Plaintiff Deborah L. Connaway appeals by leave granted from a decision of the Worker’s Compensation Appellate Commission (wcac) that denied Michigan benefits to her on the basis that a successive injury in New York aggravated her prior, Michigan-based condition. We affirm.

I. BASIC FACTS AND PROCEDURAL HISTORY

A. THE NOVEMBER 2, 1989, INJURY

Plaintiff is a resident of Illinois. Defendant Welded Construction Company is engaged in pipeline construction in several states. Plaintiff’s job as a “welder’s helper” involved fairly heavy labor that took *153 place at outdoor construction sites. Welded Construction assigned plaintiff to a job in northern Michigan in November 1989. On the first day working on that job, plaintiff injured her right knee (the November 2, 1989, injury). She received Michigan worker’s compensation benefits, and she was treated by an orthopedic surgeon in Illinois.

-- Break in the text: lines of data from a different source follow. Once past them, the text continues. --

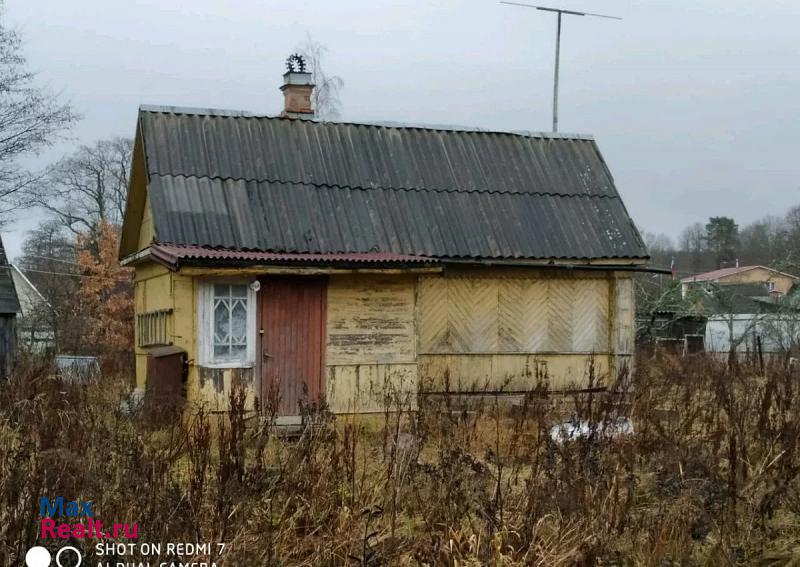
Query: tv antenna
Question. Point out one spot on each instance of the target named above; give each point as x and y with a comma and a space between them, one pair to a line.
558, 44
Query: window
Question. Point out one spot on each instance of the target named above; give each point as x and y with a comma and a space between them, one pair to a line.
227, 324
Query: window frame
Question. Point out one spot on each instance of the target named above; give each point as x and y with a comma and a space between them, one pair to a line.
205, 327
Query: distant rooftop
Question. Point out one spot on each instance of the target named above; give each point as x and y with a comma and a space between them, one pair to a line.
725, 272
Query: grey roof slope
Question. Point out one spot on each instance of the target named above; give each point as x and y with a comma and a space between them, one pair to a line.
234, 180
9, 303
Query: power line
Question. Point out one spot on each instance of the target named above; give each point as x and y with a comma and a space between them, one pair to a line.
558, 43
50, 258
70, 275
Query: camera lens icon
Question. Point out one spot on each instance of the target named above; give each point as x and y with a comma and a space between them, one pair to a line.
39, 557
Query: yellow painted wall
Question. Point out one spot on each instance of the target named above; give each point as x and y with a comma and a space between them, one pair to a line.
371, 344
390, 335
156, 287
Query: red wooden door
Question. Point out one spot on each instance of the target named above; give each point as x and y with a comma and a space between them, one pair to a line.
292, 331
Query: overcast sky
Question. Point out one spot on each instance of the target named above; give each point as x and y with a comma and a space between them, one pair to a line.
694, 103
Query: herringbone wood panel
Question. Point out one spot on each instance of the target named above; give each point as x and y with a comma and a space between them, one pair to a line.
462, 315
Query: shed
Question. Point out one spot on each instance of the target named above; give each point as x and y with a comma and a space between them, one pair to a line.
365, 262
9, 307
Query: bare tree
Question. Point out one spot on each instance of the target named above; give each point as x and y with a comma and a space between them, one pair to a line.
88, 186
49, 260
31, 119
325, 98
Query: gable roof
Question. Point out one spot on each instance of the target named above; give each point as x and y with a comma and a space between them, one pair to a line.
236, 181
8, 294
725, 272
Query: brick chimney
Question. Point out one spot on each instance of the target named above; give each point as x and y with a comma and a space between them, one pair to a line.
297, 89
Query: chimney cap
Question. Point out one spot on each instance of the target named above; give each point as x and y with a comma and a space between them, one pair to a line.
296, 78
296, 62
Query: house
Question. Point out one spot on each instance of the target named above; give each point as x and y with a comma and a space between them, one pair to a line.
365, 261
9, 306
34, 330
778, 283
748, 317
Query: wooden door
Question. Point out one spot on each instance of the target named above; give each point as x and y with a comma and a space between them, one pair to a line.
292, 345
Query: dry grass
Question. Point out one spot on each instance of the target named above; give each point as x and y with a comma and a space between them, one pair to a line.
709, 478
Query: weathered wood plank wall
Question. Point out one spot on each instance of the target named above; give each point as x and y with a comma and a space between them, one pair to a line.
371, 350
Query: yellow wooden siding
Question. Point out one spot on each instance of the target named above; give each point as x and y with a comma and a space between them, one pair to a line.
484, 315
371, 344
371, 387
390, 335
152, 289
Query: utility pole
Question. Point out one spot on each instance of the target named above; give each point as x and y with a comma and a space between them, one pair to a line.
559, 13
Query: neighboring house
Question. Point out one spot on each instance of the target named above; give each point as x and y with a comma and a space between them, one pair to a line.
778, 283
748, 316
9, 307
361, 262
34, 331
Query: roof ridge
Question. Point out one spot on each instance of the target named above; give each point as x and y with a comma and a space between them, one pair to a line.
230, 113
383, 187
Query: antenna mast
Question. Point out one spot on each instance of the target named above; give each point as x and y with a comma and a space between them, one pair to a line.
558, 44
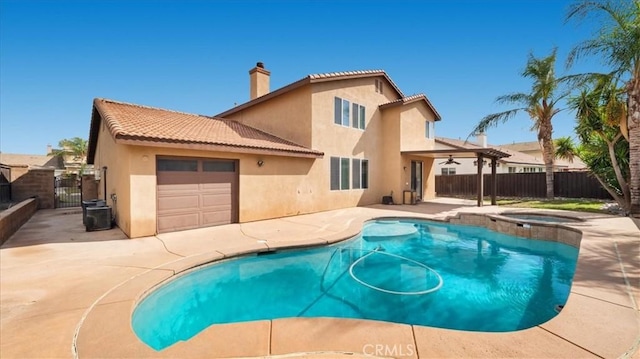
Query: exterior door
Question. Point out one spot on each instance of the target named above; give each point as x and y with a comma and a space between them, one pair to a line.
416, 179
196, 192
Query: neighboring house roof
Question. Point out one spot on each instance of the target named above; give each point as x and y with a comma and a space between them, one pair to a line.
534, 146
520, 158
150, 126
411, 99
331, 76
463, 147
513, 156
522, 146
457, 143
15, 159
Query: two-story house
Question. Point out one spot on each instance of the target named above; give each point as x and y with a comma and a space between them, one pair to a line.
325, 142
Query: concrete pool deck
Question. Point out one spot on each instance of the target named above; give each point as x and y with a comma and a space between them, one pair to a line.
65, 292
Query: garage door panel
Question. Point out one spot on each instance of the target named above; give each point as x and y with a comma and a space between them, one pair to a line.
181, 178
177, 202
176, 222
178, 188
188, 199
216, 217
210, 200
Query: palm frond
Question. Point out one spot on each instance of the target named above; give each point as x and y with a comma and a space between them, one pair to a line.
514, 98
493, 120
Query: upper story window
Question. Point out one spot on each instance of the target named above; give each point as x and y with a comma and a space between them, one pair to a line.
348, 114
379, 86
429, 129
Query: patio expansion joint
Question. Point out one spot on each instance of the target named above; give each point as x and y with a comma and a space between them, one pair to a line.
570, 342
167, 249
604, 301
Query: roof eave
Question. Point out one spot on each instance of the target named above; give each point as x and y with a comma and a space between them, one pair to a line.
402, 103
215, 147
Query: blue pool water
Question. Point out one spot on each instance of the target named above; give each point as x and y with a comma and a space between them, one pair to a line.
432, 274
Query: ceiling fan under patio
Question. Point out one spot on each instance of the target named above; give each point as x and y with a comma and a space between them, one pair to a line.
450, 161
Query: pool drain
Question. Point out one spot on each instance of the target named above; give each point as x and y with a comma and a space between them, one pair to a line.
368, 285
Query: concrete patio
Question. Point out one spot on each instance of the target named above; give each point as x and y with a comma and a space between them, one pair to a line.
68, 293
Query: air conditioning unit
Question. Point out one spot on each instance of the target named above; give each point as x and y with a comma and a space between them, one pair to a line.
98, 218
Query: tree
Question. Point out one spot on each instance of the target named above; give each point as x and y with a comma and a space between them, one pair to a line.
76, 147
603, 147
539, 104
617, 42
565, 149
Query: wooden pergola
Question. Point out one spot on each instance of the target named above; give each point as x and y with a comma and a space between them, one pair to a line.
478, 152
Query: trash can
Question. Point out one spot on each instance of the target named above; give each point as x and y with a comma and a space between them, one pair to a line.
409, 197
91, 203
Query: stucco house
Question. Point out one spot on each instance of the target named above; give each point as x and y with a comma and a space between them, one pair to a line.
325, 142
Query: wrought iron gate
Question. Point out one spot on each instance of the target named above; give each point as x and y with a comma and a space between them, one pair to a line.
67, 191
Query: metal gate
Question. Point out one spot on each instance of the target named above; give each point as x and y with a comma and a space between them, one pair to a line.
67, 191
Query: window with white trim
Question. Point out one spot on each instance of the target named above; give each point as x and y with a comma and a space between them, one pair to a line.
349, 173
429, 129
346, 113
379, 86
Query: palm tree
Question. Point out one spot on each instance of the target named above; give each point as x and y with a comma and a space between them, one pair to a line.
618, 43
76, 147
565, 149
603, 147
540, 104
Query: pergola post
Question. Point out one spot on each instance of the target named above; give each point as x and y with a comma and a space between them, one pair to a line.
494, 181
480, 181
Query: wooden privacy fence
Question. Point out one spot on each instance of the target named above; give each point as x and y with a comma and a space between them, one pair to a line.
566, 184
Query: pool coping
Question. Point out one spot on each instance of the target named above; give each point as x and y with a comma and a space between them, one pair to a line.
572, 333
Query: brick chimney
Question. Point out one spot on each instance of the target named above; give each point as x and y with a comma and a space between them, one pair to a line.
481, 139
259, 81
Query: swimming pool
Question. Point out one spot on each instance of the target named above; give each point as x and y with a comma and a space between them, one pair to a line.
431, 273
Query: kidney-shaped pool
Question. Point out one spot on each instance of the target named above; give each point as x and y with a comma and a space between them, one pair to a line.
404, 271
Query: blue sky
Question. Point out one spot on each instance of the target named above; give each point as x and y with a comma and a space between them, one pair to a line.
194, 56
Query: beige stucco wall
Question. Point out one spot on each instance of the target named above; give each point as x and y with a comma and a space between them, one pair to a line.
281, 187
287, 116
412, 127
286, 186
117, 177
341, 141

Dr. Raymond Coss, plaintiff’s treating physician, performed arthroscopic surgery on plaintiff in February of 1990. Dr. Coss found that plaintiff had tom her anterior cmciate ligament and also had a problem with her patella or, in other words, her kneecap. After the surgery, plaintiff improved, although she was at risk of her knee buckling. Plaintiff went through rehabilitation and a “work hardening” program for six months after her surgery. Plaintiff was also prescribed a knee brace. In August of 1990, Dr. Coss thought that plaintiff “had achieved a maximum benefit from the work hardening” program and suggested “a trial of work.” When asked what he meant by a “trial of work,” the doctor explained that plaintiff could return to work and see if her knee held up:

We had some tentative feelings about her return to work as a construction worker but felt that she had proceeded with her work hardening and therapy program to a point where she could be permitted to return understanding that she, in my opinion, would have some increased percentage chance of reinjury or intolerance to the work demands.

B. THE SEPTEMBER 4, 1990, INJURY

Welded Construction then assigned plaintiff to work on a pipeline project in New York State. Plaintiff started working at that job site in mid-August of 1990. Plaintiff performed the same job as a welder’s *154 helper that she did before she was injured. Plaintiff returned to work without restrictions. Plaintiff worked long days and long weeks, about ten hours a day and about six days a week. Plaintiff apparently wore her knee brace while she was working. She testified that she also carried an ice pack in her lunch box to be used on her knee. After working regularly for ten days to two weeks, on September 4, 1990, plaintiffs knee gave out when she turned suddenly (the September 4, 1990 injury). The injury occurred at the end of the work day. Plaintiff could not work the next day. Plaintiff returned home and has not worked since.

Plaintiff returned to see Dr. Coss in September of 1990. Dr. Coss testified that he felt plaintiff had “resprained” her knee. Plaintiffs knee brace was “continued,” and her activities were “modified.” Plaintiff was also “continued” on home exercises. Dr. Coss saw plaintiff at least through May of 1993. By October of 1990, Dr. Coss thought plaintiffs knee was “more stable . . . than at any previous time.” It seems, however, that plaintiffs condition either plateaued or gradually deteriorated after that point. Dr. Coss thought that plaintiff was disabled from her job as a welder’s helper. He thought plaintiff should be restricted from climbing, working on uneven terrain, and heavy lifting. When asked for the basis for his opinion that plaintiff was disabled, Dr. Coss testified:

We know that the patient has had a significant cruciate ligament injury and we know that she has had at the time of her arthroscopy a grade three chondromalacia patella, and this coupled with the subjective performance of the knee would, in my opinion, disqualify her from heavy industry participation.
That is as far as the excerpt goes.